Quelle attitude prendre quand, en tant
qu’écrivain, on s’est commis à écrire une fiction qu’en tous points on
abhorre ? C’est à cette question complexe que Percival Everett s’attelle
avec une maestria remarquable dans un livre aux multiples niveaux de
construction et de lecture.
Theolonious Monk Ellison est un écrivain noir
issu de la classe moyenne supérieure afro-américaine. Par bien des côtés (le
métier choisi, le prénom inhabituel, la spécialisation dans la linguistique et
l’analyse littéraire contemporaine et bien sûr la race), « Monk » est
sans doute une auto-projection de l’auteur lui-même.
Monk est un écrivain exigeant, spécialiste de
Barthe, Foucault et d’une façon générale des artistes qui ont constitué
l’avant-garde des années soixante-dix. C’est aussi un écrivain frustré de
n’avoir jamais été reconnu pour ses nombreuses œuvres trop pointues et qui,
souvent, puisent leur inspiration dans l’antiquité pour remettre en scène des
philosophes qui débattent avec passion de thèmes actuels.
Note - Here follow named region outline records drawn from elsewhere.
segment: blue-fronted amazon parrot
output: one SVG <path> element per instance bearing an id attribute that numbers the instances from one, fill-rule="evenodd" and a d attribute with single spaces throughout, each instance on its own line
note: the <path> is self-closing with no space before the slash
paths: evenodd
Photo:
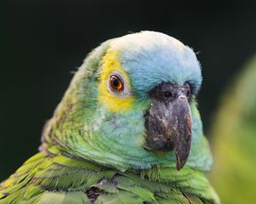
<path id="1" fill-rule="evenodd" d="M 231 80 L 213 121 L 211 180 L 223 203 L 256 201 L 256 56 Z"/>
<path id="2" fill-rule="evenodd" d="M 108 40 L 78 70 L 39 152 L 0 203 L 218 203 L 193 50 L 160 32 Z"/>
Monk vit seul et s’évade en pêchant la truite
en ruisseau et en travaillant le bois. Parce que sa mère, veuve, devient peu à
peu sénile, que son frère aîné vit un divorce houleux après avoir révélé son
homosexualité à son épouse et à ses enfants et que sa sœur, médecin, se fait
brutalement assassiner par des ultra anti-avortements, Monk va devoir du jour
au lendemain assumer seul la charge physique et financière d’une famille incapable
de s’en sortir par elle-même.
Pressé par l’urgence financière, acculé par
son agent à sortir un livre qui le rapproche enfin d’un lectorat plus large à
l’instar d’un roman moins abscons publié à ses débuts et qui lui avait valu un
certain succès, Monk décide par dérision et par colère de rédiger un roman dans
la veine du best-seller du moment. Un roman réaliste, écrit dans la langue des
ghettos noirs, à la violence aveugle, nul littérairement.
Comme ce modèle qui représente tout ce qu’il
déteste au plus haut point, le livre de Theolonious, de pure fiction, met en
scène un jeune afro-américain dont le seul langage est celui des pulsions
animales : la faim, le sexe, la lutte et la violence à l’état pur. Un
livre écrit dans une sous-langue qui va à l’opposé des théories alambiquées
dont Theolonious est le spécialiste. Et, parce qu’il ne peut assumer la
paternité de cet ouvrage, il signe ce roman sous un pseudonyme d’un auteur
fictif ex-taulard et gros dur.
Contre toute attente, ce roman est
immédiatement accepté, les droits acquis pour des montants astronomiques sans
compter ceux des droits d’adaptation cinématographique. Monk, alias
Theolonious, alias Stagg Leigh, va devoir alors emprunter la personnalité d’un
être inexistant, se fondre dans la peau de l’ennemi, renier ce qu’il a fait ce
qu’il est car il ne peut pas se priver de cette manne financière.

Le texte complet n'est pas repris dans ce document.